My funds have come in, my student visa has been approved, I have a place to live. All of the important things are been sorted out, all of the I’d dotted, and T’s crossed.

And I couldn’t be more terrified.

As the date draws closer, the excitement of moving has ebbed, and the fear has taken over. I’ve been so busy with coming back from South Africa, working and trying to obtain my visa (which was a nightmare) to really give into the fear of what I’m about to do. But now that the date is looming, the fear seems to be the only thing that I’m trying not to give into and it won’t subside.

I absolutely hate change, and I’m making the biggest change of my life so far. I’m trying to come to grips with the fact that  in 5 days every single thing around me will be unfamiliar. The bed I wake up in will not be mine. Trading bus lines for tube lines. Pounds instead of dollars. And I will be completely and utterly alone; this being the biggest change of all. Forcing myself from a life of frequent dependance to complete independence by doing the most radical thing I know possible: moving to a new country completely and utterly alone.

I keep running over and over in my head why I am doing this. I want this. It’s been a dream of mine to live in London for 5 years. Maybe, hopefully this will be the first chapter in my story of a life lived abroad. Yet no matter how many times I repeat my many reasons why, it doesn’t negate the fact that it would be so easy to just stay at home. Right now it seems like the easiest thing in the world. Of course moving to London is right, staying at home is easy. 

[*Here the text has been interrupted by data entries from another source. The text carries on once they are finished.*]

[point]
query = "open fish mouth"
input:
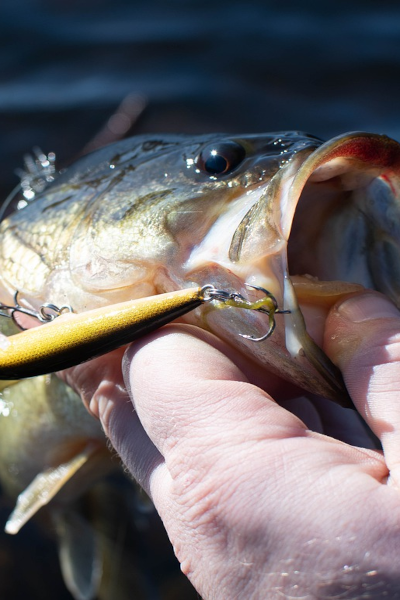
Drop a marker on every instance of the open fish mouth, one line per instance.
(308, 221)
(325, 226)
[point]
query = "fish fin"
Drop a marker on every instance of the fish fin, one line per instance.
(43, 488)
(80, 555)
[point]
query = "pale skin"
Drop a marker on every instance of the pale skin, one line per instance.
(259, 502)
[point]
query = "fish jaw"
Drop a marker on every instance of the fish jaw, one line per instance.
(357, 164)
(261, 235)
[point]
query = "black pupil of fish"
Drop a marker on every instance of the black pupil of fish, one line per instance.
(216, 164)
(217, 160)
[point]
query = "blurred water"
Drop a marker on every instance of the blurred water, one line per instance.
(216, 65)
(224, 65)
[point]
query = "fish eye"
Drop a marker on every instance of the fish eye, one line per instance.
(219, 159)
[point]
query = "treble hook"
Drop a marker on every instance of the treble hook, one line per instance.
(47, 312)
(267, 305)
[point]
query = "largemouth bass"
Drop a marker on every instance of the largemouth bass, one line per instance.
(306, 220)
(150, 215)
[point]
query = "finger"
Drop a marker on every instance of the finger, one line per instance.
(186, 391)
(362, 337)
(100, 384)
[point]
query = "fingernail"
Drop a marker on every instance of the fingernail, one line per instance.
(366, 307)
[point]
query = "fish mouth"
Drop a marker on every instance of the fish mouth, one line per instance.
(334, 217)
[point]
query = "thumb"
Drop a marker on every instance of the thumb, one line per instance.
(362, 337)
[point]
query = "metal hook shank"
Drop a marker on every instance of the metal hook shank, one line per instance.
(76, 338)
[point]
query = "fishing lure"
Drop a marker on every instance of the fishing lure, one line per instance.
(76, 338)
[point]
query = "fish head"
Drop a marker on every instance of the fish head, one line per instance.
(282, 211)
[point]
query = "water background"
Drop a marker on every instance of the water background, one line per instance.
(222, 65)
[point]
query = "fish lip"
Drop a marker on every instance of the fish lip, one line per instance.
(378, 155)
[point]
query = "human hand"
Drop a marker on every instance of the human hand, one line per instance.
(257, 502)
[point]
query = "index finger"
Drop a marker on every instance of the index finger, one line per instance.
(362, 337)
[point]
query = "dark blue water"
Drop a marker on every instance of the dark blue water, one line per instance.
(222, 65)
(66, 65)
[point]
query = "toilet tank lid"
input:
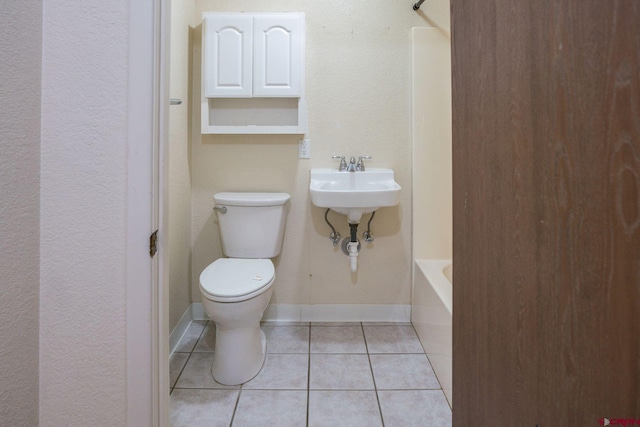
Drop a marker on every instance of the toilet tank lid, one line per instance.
(251, 199)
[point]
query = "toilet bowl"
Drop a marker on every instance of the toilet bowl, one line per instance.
(236, 290)
(236, 293)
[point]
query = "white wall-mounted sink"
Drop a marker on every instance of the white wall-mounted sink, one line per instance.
(354, 193)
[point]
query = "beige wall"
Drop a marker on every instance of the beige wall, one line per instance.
(20, 70)
(358, 91)
(179, 173)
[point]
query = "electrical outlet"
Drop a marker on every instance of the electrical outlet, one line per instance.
(304, 149)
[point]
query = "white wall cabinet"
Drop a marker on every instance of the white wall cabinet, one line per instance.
(253, 73)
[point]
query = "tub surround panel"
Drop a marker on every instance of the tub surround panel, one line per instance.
(432, 204)
(431, 316)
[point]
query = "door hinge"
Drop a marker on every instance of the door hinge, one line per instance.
(153, 243)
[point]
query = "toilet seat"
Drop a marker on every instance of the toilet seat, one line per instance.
(236, 279)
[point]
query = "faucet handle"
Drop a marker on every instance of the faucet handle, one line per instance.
(343, 162)
(360, 165)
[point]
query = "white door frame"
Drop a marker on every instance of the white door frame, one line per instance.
(147, 296)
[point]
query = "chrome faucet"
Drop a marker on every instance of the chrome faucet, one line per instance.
(343, 163)
(360, 165)
(352, 164)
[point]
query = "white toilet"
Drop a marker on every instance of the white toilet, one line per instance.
(236, 290)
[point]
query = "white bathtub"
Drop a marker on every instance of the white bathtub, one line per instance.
(431, 315)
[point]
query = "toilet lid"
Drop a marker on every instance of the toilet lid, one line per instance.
(230, 278)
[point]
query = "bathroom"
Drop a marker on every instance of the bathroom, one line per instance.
(365, 95)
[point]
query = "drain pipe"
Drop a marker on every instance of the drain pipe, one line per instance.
(352, 248)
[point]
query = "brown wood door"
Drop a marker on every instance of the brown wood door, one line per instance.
(546, 159)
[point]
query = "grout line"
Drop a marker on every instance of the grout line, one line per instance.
(188, 357)
(375, 387)
(308, 373)
(235, 408)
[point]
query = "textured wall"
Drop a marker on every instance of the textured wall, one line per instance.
(83, 213)
(179, 174)
(20, 66)
(358, 91)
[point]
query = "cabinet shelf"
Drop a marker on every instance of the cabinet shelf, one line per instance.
(253, 73)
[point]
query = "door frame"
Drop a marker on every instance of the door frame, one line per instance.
(147, 295)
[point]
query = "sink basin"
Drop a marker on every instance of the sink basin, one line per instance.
(354, 193)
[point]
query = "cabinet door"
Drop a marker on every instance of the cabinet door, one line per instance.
(277, 56)
(227, 56)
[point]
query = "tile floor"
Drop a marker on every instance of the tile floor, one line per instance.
(316, 375)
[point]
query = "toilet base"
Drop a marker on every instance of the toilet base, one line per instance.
(239, 354)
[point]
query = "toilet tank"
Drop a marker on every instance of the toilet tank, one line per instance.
(252, 225)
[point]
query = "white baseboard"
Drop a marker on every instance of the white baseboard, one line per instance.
(194, 312)
(305, 313)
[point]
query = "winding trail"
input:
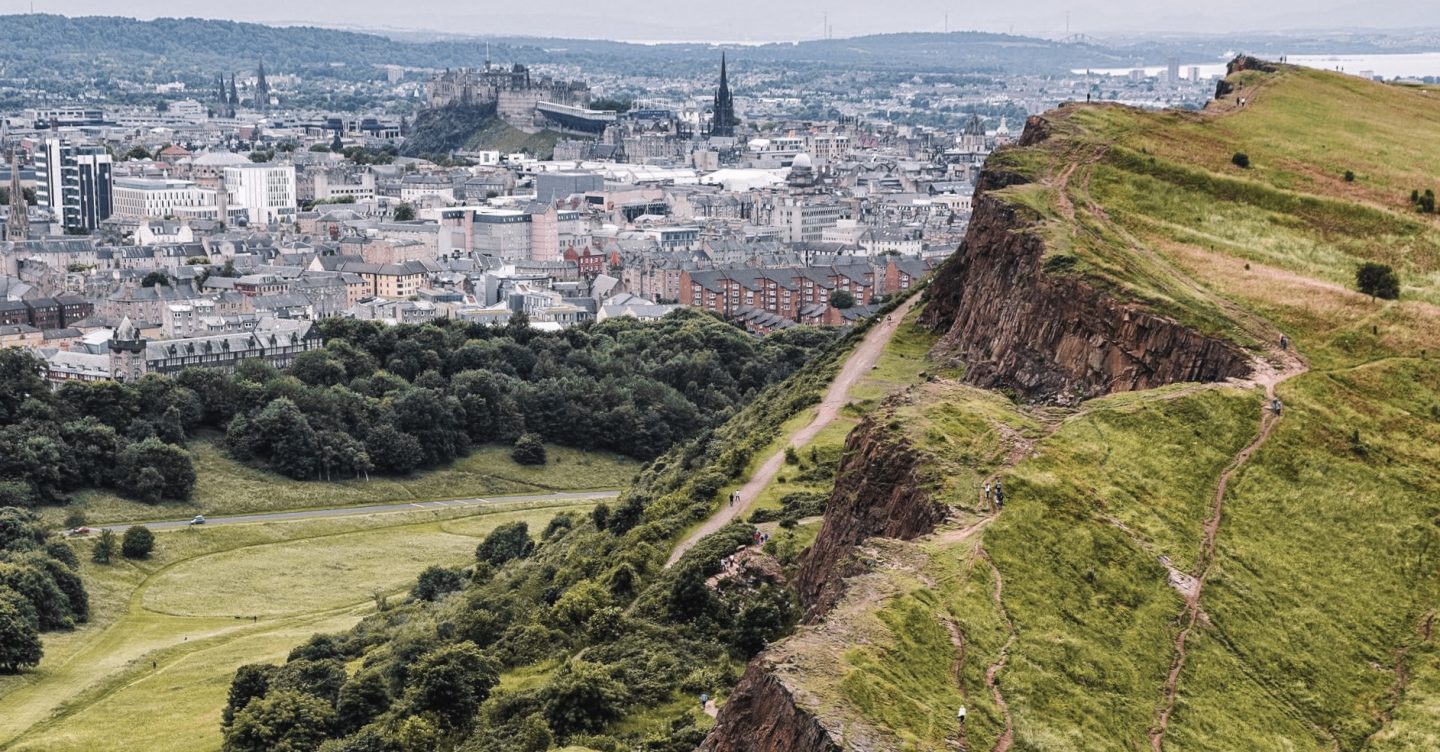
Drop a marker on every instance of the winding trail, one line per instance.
(835, 398)
(1007, 736)
(1266, 376)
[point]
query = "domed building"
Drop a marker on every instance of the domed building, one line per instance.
(802, 172)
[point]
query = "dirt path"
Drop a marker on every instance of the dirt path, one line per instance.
(1267, 376)
(1007, 736)
(835, 398)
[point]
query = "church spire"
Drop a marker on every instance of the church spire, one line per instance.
(725, 121)
(261, 88)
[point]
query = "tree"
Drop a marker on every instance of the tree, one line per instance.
(104, 548)
(19, 633)
(582, 697)
(251, 682)
(151, 470)
(137, 542)
(22, 376)
(393, 451)
(363, 697)
(281, 721)
(1377, 281)
(529, 450)
(451, 682)
(435, 582)
(503, 543)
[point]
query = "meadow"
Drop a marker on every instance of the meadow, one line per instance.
(229, 487)
(153, 666)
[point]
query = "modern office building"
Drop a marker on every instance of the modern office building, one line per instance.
(267, 192)
(75, 182)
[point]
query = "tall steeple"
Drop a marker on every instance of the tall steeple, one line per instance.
(723, 121)
(261, 88)
(19, 225)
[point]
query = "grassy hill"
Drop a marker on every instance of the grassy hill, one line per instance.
(1060, 621)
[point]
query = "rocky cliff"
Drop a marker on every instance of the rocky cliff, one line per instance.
(1050, 336)
(879, 491)
(762, 715)
(1053, 337)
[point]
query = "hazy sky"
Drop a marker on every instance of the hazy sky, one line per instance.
(778, 19)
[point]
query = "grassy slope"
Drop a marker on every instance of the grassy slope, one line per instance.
(186, 611)
(228, 487)
(1325, 578)
(504, 137)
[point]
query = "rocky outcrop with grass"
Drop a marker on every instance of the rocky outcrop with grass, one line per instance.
(762, 715)
(880, 490)
(1017, 320)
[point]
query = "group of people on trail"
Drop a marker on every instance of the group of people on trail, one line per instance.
(994, 496)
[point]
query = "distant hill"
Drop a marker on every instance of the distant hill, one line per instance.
(198, 49)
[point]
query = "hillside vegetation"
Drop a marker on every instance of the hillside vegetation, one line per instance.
(1123, 598)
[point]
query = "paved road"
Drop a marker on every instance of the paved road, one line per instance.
(373, 509)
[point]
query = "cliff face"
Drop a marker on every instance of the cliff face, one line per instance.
(763, 716)
(1049, 336)
(879, 491)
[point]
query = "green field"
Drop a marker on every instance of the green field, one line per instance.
(228, 487)
(153, 666)
(1315, 627)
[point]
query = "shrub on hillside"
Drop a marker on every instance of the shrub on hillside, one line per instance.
(137, 542)
(1377, 281)
(529, 450)
(504, 543)
(104, 548)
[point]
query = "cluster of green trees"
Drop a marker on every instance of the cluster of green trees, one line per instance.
(41, 588)
(92, 435)
(393, 399)
(586, 608)
(389, 399)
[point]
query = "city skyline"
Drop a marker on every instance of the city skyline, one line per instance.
(752, 20)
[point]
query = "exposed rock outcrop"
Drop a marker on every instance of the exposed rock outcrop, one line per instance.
(762, 715)
(1054, 337)
(879, 491)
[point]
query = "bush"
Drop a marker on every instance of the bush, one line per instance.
(137, 542)
(529, 450)
(1377, 281)
(435, 582)
(19, 633)
(104, 548)
(504, 543)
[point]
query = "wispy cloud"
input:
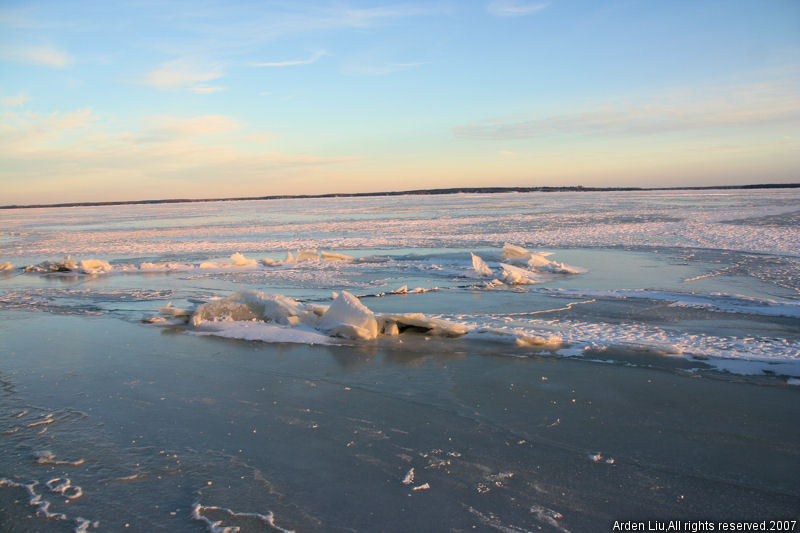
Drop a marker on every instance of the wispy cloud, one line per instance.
(514, 8)
(294, 62)
(723, 107)
(378, 69)
(15, 101)
(206, 89)
(166, 155)
(180, 73)
(47, 56)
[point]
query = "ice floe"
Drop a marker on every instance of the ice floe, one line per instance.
(480, 268)
(333, 256)
(347, 317)
(253, 315)
(519, 276)
(537, 260)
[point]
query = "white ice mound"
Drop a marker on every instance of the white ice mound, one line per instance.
(332, 256)
(518, 276)
(512, 252)
(65, 265)
(86, 266)
(537, 260)
(480, 268)
(254, 305)
(347, 317)
(236, 260)
(309, 254)
(95, 266)
(393, 324)
(240, 260)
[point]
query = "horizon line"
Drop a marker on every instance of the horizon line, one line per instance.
(420, 192)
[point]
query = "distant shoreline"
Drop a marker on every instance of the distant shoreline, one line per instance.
(420, 192)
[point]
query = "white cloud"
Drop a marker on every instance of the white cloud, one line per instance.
(378, 69)
(722, 107)
(15, 101)
(514, 8)
(47, 56)
(45, 152)
(180, 73)
(206, 89)
(193, 126)
(294, 62)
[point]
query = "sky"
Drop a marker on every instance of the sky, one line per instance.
(154, 99)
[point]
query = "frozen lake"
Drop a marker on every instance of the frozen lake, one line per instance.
(509, 362)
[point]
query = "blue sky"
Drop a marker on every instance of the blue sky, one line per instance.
(151, 99)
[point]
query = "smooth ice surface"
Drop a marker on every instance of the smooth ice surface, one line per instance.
(363, 363)
(690, 251)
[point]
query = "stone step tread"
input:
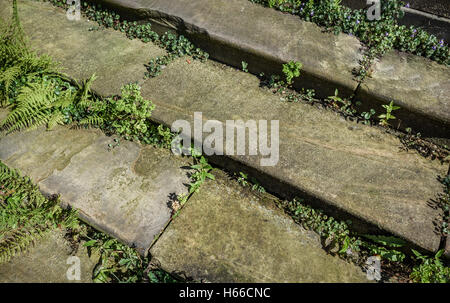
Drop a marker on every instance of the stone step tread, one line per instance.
(115, 59)
(225, 233)
(125, 191)
(238, 30)
(47, 262)
(356, 168)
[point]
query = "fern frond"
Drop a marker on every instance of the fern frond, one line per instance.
(56, 118)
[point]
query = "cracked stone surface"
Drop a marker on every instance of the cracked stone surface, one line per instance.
(225, 233)
(47, 262)
(125, 191)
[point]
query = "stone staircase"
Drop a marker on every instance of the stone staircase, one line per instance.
(225, 233)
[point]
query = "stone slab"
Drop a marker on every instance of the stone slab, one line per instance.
(124, 191)
(237, 30)
(227, 234)
(436, 7)
(114, 58)
(351, 168)
(46, 262)
(419, 86)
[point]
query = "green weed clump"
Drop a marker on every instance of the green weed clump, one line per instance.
(379, 35)
(118, 263)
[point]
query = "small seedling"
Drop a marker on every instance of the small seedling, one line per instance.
(291, 70)
(245, 66)
(388, 115)
(367, 116)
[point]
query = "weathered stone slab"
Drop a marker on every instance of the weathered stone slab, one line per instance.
(420, 86)
(47, 263)
(38, 153)
(227, 234)
(114, 58)
(237, 30)
(124, 191)
(348, 167)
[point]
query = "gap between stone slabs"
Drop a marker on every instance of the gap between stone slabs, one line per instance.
(237, 30)
(350, 169)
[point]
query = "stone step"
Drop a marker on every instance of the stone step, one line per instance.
(346, 168)
(226, 233)
(124, 191)
(433, 16)
(237, 30)
(48, 261)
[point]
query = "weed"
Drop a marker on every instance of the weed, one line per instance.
(244, 67)
(431, 269)
(344, 105)
(379, 35)
(202, 172)
(367, 116)
(291, 70)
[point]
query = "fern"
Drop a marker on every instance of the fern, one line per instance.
(18, 63)
(25, 214)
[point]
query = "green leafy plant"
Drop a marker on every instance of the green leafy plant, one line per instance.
(126, 116)
(25, 214)
(379, 35)
(18, 63)
(244, 66)
(430, 269)
(385, 247)
(344, 105)
(202, 172)
(244, 180)
(367, 116)
(384, 118)
(291, 70)
(118, 263)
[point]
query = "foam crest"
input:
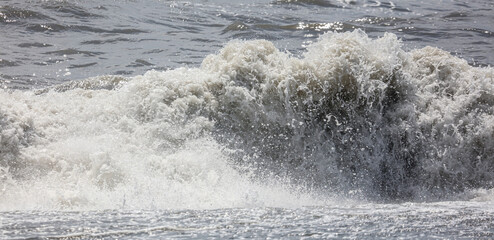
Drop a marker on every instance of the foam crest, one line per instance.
(255, 126)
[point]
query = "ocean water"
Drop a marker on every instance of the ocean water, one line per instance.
(246, 119)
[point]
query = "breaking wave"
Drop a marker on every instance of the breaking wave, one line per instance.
(255, 126)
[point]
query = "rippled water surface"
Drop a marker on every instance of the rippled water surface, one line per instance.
(354, 119)
(439, 220)
(48, 42)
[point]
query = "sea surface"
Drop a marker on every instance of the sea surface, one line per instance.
(282, 119)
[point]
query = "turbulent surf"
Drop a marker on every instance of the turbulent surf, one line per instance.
(255, 126)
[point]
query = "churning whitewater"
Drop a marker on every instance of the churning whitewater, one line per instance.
(255, 126)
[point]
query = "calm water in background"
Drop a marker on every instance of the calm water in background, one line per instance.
(46, 43)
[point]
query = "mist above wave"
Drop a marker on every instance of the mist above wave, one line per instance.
(353, 116)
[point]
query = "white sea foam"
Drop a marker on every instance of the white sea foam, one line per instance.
(254, 126)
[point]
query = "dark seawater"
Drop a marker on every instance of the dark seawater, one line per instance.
(49, 42)
(246, 119)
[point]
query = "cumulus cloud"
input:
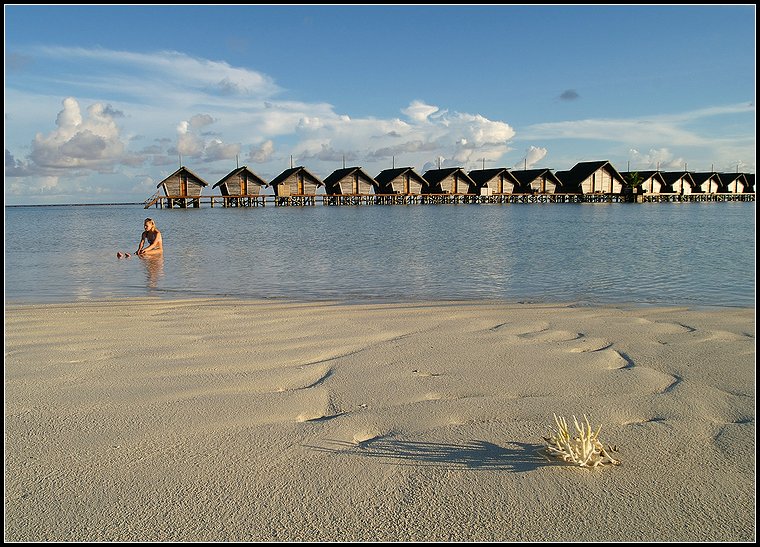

As hard as it is, staying home I know isn’t an option. It seems like the easier option, but in time it would prove to not be. The opportunity of a life in London, a life abroad that slipped away would eat away at me as I fell into a mind numbingly boring routine of a life in some U.S. city. 

They say if your dreams don’t scare you, then they aren’t big enough. And I can attest to the fact that this is completely and one hundred percent true. Moving abroad is scary, but staying in my home country is scarier. Even now, with mere days left in the U.S., the fear of moving is prevalent in my daily life but I know I need to get on the plane. Even if it’s one of the hardest thing I’ve ever done.

It’s funny because in past years getting on an airplane was the easiest thing in the world. Getting on that plane meant I was that much closer to starting a new adventure; a new country visited to cross off of my list, only to be put back on my list of places to return to. Now, getting on that plane is like the last step. Once I’m on it, there is no turning back. The plane is the one thing that stands between a life in America and a life in England. I think boarding that plane will be an experience of all different sorts of emotions. A life of traditional routine and other people’s expectations…lost, and left behind. A new life of whatever London has in store for me…almost found and not quite yet discovered.

It’s going to be quite strange leaving the country, not having an idea when I will be back. Once I land in London, a new chapter begins. And I have to hit the ground running, whether I like it or not.

So many people don’t do things out of fear. But it’s important to not listen or give into that fear. While I am positive that fear will be the strongest it as ever been in 5 days time, I can’t give into it.

A life in London is what I wanted, what I’ve waited 5 years for. And now I’m scared shitless for it.